Concepts
Organization
└── Workspace
└── Trace
└── SpanTrace
One end-to-end agent run. Created automatically when the first span opens. Identified by trace_id.
Span
One unit of work inside a trace — an LLM call, a tool call, a step. Has a kind, status, input, output, and metadata.
| Kind | Meaning |
|---|---|
llm | A call to an LLM provider. |
tool | A tool the agent invoked. |
chain | A composite step. Default for @st.trace. |
retriever | A retrieval or search step. |
agent | An agent entry point. Set by @st.agent. |
custom | Anything else. |
Agent
The logical unit emitting traces — one row in your dashboard. Tag every trace with an agent so you can slice metrics, alerts, and Guard rules per agent.
@st.agent(name="...") overrides the agent for everything inside it. st.init(agent_name=...) is the default for code that isn't decorated.
Conversation
A set of traces that share a conversation_id — the turns of one chat thread, the steps of one multi-turn task, the retries of one job. Use st.conversation(...) to group them.
with st.conversation("conv-42", user_id="user-alice"):
run_agent(query)Environment
A logical partition — prod, staging, dev. Set with environment in st.init(...) or STASO_ENVIRONMENT. Defaults to default.
Workspace
A data isolation unit inside an organization. Set with workspace_slug in st.init(...) or STASO_WORKSPACE_SLUG. See workspaces.
Organization
The billing, RBAC, and ownership boundary. Holds members, API keys, and one or more workspaces. See workspaces.
Eval run
A scored evaluation over a set of traces. One rule × one trace = one verdict. Scopes are trace_id, session_id, dataset_id, agent_id (with sample %), or time_range. See Eval.
Verdict
The output of one rule judging one trace (or one dataset entry) — passed, score, reason, plus the rule's runtime. For agentic verdicts, also inspected — the files the judge read. See Verdicts.
Rule
One rule object, two places it can run. Where it runs is decided when you attach it, not by its type: link it to a Guard policy → it runs in real time, per tool-call; cite it in an eval run → it scores after the fact. Guard and Eval share rule storage, so a rule written for one can serve the other.
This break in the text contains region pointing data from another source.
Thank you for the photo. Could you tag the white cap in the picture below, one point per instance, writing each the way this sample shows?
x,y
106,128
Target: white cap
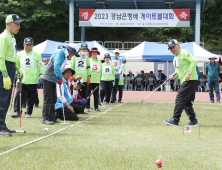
x,y
116,51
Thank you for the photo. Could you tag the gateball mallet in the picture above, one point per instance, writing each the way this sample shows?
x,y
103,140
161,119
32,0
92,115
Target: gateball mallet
x,y
157,88
64,123
13,91
20,96
84,117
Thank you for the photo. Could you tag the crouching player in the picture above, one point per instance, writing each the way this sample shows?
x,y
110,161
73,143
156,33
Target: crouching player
x,y
77,99
107,79
64,98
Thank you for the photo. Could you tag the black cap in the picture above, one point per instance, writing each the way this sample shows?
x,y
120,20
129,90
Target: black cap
x,y
28,40
172,43
123,60
13,18
106,55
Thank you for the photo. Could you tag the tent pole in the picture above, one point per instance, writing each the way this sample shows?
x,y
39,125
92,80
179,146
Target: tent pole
x,y
167,77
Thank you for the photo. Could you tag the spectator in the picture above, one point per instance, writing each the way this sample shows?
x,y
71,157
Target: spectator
x,y
45,61
142,76
160,79
130,74
202,76
154,83
65,99
121,81
213,71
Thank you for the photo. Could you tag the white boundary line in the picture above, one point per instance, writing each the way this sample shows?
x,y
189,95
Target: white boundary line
x,y
36,140
159,102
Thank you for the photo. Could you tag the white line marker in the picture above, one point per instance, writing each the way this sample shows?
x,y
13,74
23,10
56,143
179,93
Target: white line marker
x,y
36,140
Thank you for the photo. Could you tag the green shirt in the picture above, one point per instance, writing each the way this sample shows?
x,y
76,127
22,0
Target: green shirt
x,y
6,49
108,72
31,65
121,77
95,70
81,67
183,62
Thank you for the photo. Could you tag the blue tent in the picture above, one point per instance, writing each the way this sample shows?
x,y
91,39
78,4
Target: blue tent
x,y
149,51
47,48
A rule's runtime decides what it judges with:
runtime | Judges with | Surface |
|---|---|---|
prompt | an LLM, your instruction | Guard or Eval |
llm_judge | a built-in LLM judge | Guard or Eval |
programmatic | your Python | Guard or Eval |
agentic | a fresh agent that inspects files (Agent Judge) | Eval only |
agentic is eval-only — an agent reading a file bundle can't gate a live tool-call. See rules and policies.
Agent Judge
The agentic runtime. For each agent run in an agent_run dataset, a fresh agent opens the files and judges them against your rubric, after a deterministic precheck gate runs first. Produces a verdict with an inspected tool-call trace. See Agent Judge.
Agent-run dataset
A dataset whose kind is agent_run: each entry is a file bundle (one agent run's outputs — report, findings, evidence) rather than a tabular record. Uploaded in the dashboard, scored by Agent Judge. The other kind, tabular, holds records and is what the SDK creates. See Datasets.